Vicki: What’s so gratifying about Copperfield’s is that no matter where we go in the North Bay, people proclaim their love for us. Copperfield’s has greatly benefited from having a strong GoLocal organization that works to educate people to the benefits of buying local. The correlation between having an independent bookstore and a healthy community is widely understood here. People get it. They understand that purchasing a book from us guarantees that they get a great place to keep coming to.
The one thing I think we do best when it comes to having successful events is to match the author to the community. We know where our mystery readers congregate, where to find our foodies, what community has a preference for literature, politics, nature. In placing an author at a store where we know there will be a good audience, we demonstrate to our communities that we are paying attention which is central to indie bookstores.
Who's your favorite regular?
Kaitlin Smith (Manager, Healdsburg store): One of my favorite customers is Kate MacMurray. Not only is she a fabulous person, hugging the staff when she comes in, she’s an avid reader and loves talking about books. She also just happens to be actor Fred MacMurray’s daughter and runs one of the boutique vineyards here in Healdsburg, MacMurray Ranch
What’s the craziest situation you’ve ever had to deal with in the store?
Winona Wagner (Manager, Novato store): I was astonished and so moved at the amazing turnout at our store opening in Novato. I’ve never seen that many people in a bookstore and it was a beautiful sight especially when you’ve been working for months behind the scenes to get ready. It was like an opening night of a smash Broadway show. We couldn’t be more grateful to the people of Novato for helping us celebrate.
Aubrey Doherty (Manager, Sebastopol store): One of the craziest situations we’ve ever had was two holidays ago when Sonoma County was experiencing flooding. We actually had water running down the stairs like a waterfall and into the store. Even our Bucket brigade who was putting down cardboard and mopping like crazy couldn’t stop the water as it poured through the back door. We found a literary application though. We posted copies of A River Runs through It along our store’s river, just to keep our sense of humor in all the madness.
If you weren’t running or working at a bookstore, what would you be doing?
Sheryl Cotleur (Book Buyer): I love my job because I’m constantly exposed to great literature and great people, not only at Copperfield’s but in the publishing world. It’s an amazing industry of people who love what we do, are dedicated to the written word, and make little money doing it, yet feel like we are contributing to the culture through books
What’s been the biggest surprise about running a bookstore?

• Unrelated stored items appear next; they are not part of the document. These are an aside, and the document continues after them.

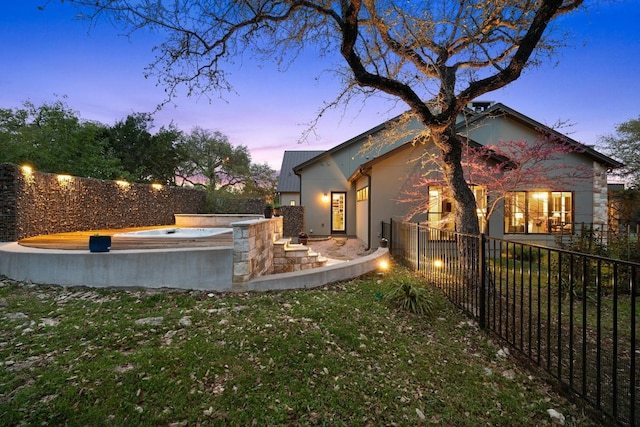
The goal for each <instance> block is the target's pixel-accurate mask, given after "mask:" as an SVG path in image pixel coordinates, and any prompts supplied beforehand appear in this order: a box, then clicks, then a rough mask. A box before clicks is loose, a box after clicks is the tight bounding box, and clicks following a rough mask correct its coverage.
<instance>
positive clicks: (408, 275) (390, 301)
mask: <svg viewBox="0 0 640 427" xmlns="http://www.w3.org/2000/svg"><path fill="white" fill-rule="evenodd" d="M388 285H389V288H390V289H389V291H388V292H387V293H386V294H385V299H387V301H389V303H390V304H392V305H395V306H397V307H398V308H400V309H402V310H407V311H410V312H411V313H415V314H419V315H427V314H430V313H431V311H432V310H433V304H432V302H431V300H430V298H429V292H428V290H427V288H426V287H425V286H424V285H423V284H422V283H421V281H420V279H418V278H417V277H414V276H411V275H410V273H405V274H403V275H399V274H398V275H393V276H391V277H389V279H388Z"/></svg>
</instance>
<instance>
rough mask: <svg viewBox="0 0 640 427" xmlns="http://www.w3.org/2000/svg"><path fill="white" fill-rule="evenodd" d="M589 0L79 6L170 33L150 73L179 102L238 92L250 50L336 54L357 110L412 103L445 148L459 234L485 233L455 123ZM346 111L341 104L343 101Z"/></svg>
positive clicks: (390, 1)
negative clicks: (463, 154) (237, 76)
mask: <svg viewBox="0 0 640 427" xmlns="http://www.w3.org/2000/svg"><path fill="white" fill-rule="evenodd" d="M582 1H583V0H535V1H533V0H525V1H522V0H460V1H455V2H452V1H450V0H431V1H425V2H411V1H388V0H351V1H349V0H340V1H337V0H336V1H329V0H315V1H314V0H273V1H260V2H256V1H253V0H226V1H220V0H203V1H199V2H192V1H189V0H176V1H173V2H155V1H148V0H141V1H136V2H131V1H130V0H74V1H72V3H74V4H76V5H79V6H82V12H83V13H84V12H86V16H88V17H89V18H90V19H95V20H99V19H100V17H101V16H102V15H107V16H108V17H109V18H111V19H113V20H114V21H116V22H117V23H118V24H119V25H121V26H124V27H126V28H128V29H129V30H130V31H137V30H139V29H141V28H149V29H152V30H158V29H159V30H161V31H163V32H164V34H166V37H167V38H166V41H165V42H163V43H162V44H161V45H160V46H157V50H156V51H157V52H158V56H157V58H156V61H155V62H154V63H153V64H152V65H151V67H150V68H151V70H150V71H151V72H152V73H157V75H158V76H159V79H160V82H161V83H162V84H165V85H167V86H168V93H169V94H170V95H172V94H174V93H175V91H176V89H177V88H178V87H179V86H180V85H182V84H184V85H186V86H187V90H188V92H189V93H192V92H194V91H196V92H206V91H209V90H212V89H221V88H222V89H228V88H229V83H228V81H227V78H226V77H227V76H226V74H225V71H224V67H225V65H226V62H225V61H233V60H234V59H235V58H236V56H238V55H241V54H243V53H244V52H245V50H247V49H252V50H253V51H254V52H256V53H257V54H258V55H262V57H263V58H270V59H273V60H275V61H277V62H278V63H281V64H288V63H289V62H290V60H292V59H295V56H296V55H297V54H298V53H300V52H301V51H302V50H304V49H305V48H308V47H312V48H313V49H315V50H316V51H317V50H318V49H319V50H320V52H321V54H323V55H328V56H330V55H331V54H338V53H339V55H340V56H341V57H342V58H343V60H344V63H345V64H346V69H341V70H337V71H338V72H339V73H340V75H341V76H342V77H343V78H344V81H345V83H346V84H345V88H344V91H343V92H342V93H341V94H340V95H339V96H338V99H337V101H348V100H349V99H350V97H351V96H352V95H353V94H354V93H356V92H357V91H358V89H359V90H360V92H361V93H364V94H365V95H366V94H367V93H371V92H372V91H381V92H384V93H387V94H389V95H391V96H393V97H396V99H399V100H402V101H403V102H405V103H406V104H407V105H408V106H409V108H410V109H411V111H412V113H413V114H415V116H416V117H417V118H418V119H419V120H420V121H421V122H422V124H423V125H424V126H425V129H426V130H425V137H428V138H429V139H430V140H431V141H433V142H434V143H435V144H436V145H437V146H438V148H439V149H440V156H439V162H440V165H441V168H442V170H443V176H444V179H445V182H446V183H447V186H448V187H449V190H450V192H451V194H452V197H453V198H454V200H455V201H456V204H457V206H458V208H459V209H457V210H456V215H455V222H456V225H457V228H458V229H459V230H460V231H464V232H471V233H475V232H478V230H479V224H478V219H477V216H476V207H475V200H474V197H473V193H472V191H471V190H470V188H469V187H468V186H467V184H466V182H465V179H464V173H463V169H462V164H461V159H462V144H461V143H460V141H459V139H458V138H457V136H456V134H455V128H454V126H455V120H456V116H457V115H458V114H459V113H460V112H461V111H462V110H463V109H464V108H465V106H466V105H467V104H468V103H469V102H470V101H471V100H473V99H474V98H477V97H478V96H480V95H482V94H485V93H488V92H491V91H493V90H496V89H499V88H501V87H503V86H505V85H507V84H509V83H511V82H513V81H514V80H516V79H517V78H518V77H519V76H520V74H521V73H522V71H523V69H524V68H525V67H526V66H527V65H536V64H539V63H540V62H541V61H542V60H543V59H544V56H545V55H546V54H549V53H552V52H553V51H554V49H555V48H557V47H558V46H560V45H561V44H562V43H563V41H562V40H564V38H559V39H555V40H554V39H552V38H550V37H547V36H548V35H549V34H550V33H549V32H548V31H547V27H548V25H549V23H550V22H552V21H553V20H554V19H556V18H557V17H558V16H560V15H562V14H564V13H567V12H570V11H572V10H575V9H576V8H577V7H578V6H580V5H581V4H582ZM337 101H336V102H337Z"/></svg>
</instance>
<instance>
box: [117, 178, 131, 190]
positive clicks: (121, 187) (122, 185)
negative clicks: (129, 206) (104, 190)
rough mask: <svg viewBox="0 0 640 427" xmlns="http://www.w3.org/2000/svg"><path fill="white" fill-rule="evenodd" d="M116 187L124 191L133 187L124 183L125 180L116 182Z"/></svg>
mask: <svg viewBox="0 0 640 427" xmlns="http://www.w3.org/2000/svg"><path fill="white" fill-rule="evenodd" d="M116 185H117V186H118V187H120V188H122V189H123V190H125V189H127V188H129V187H130V186H131V184H129V183H128V182H127V181H123V180H118V181H116Z"/></svg>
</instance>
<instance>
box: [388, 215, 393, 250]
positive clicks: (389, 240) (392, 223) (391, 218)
mask: <svg viewBox="0 0 640 427" xmlns="http://www.w3.org/2000/svg"><path fill="white" fill-rule="evenodd" d="M388 247H389V253H390V254H391V255H393V218H389V246H388Z"/></svg>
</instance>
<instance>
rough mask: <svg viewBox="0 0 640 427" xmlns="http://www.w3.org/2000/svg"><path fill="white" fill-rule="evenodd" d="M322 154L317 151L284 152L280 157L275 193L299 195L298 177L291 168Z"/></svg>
mask: <svg viewBox="0 0 640 427" xmlns="http://www.w3.org/2000/svg"><path fill="white" fill-rule="evenodd" d="M322 153H324V151H319V150H315V151H285V152H284V156H283V157H282V166H281V167H280V175H279V176H278V186H277V188H276V191H277V192H279V193H299V192H300V177H298V176H297V175H296V174H295V173H294V172H293V168H294V167H296V166H297V165H299V164H300V163H304V162H306V161H307V160H309V159H311V158H314V157H316V156H318V155H320V154H322Z"/></svg>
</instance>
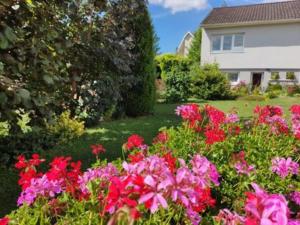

Matt Brown (Manager, Petaluma store): My biggest surprise about managing a store is that I’m actually good at it. People were pushing me toward management but it wasn’t something I aspired to, but I find I enjoy creating a good work environment for my staff so we can create a place where people can discover books. The challenge is to balance the business aspect and build that community bookstore people want to visit.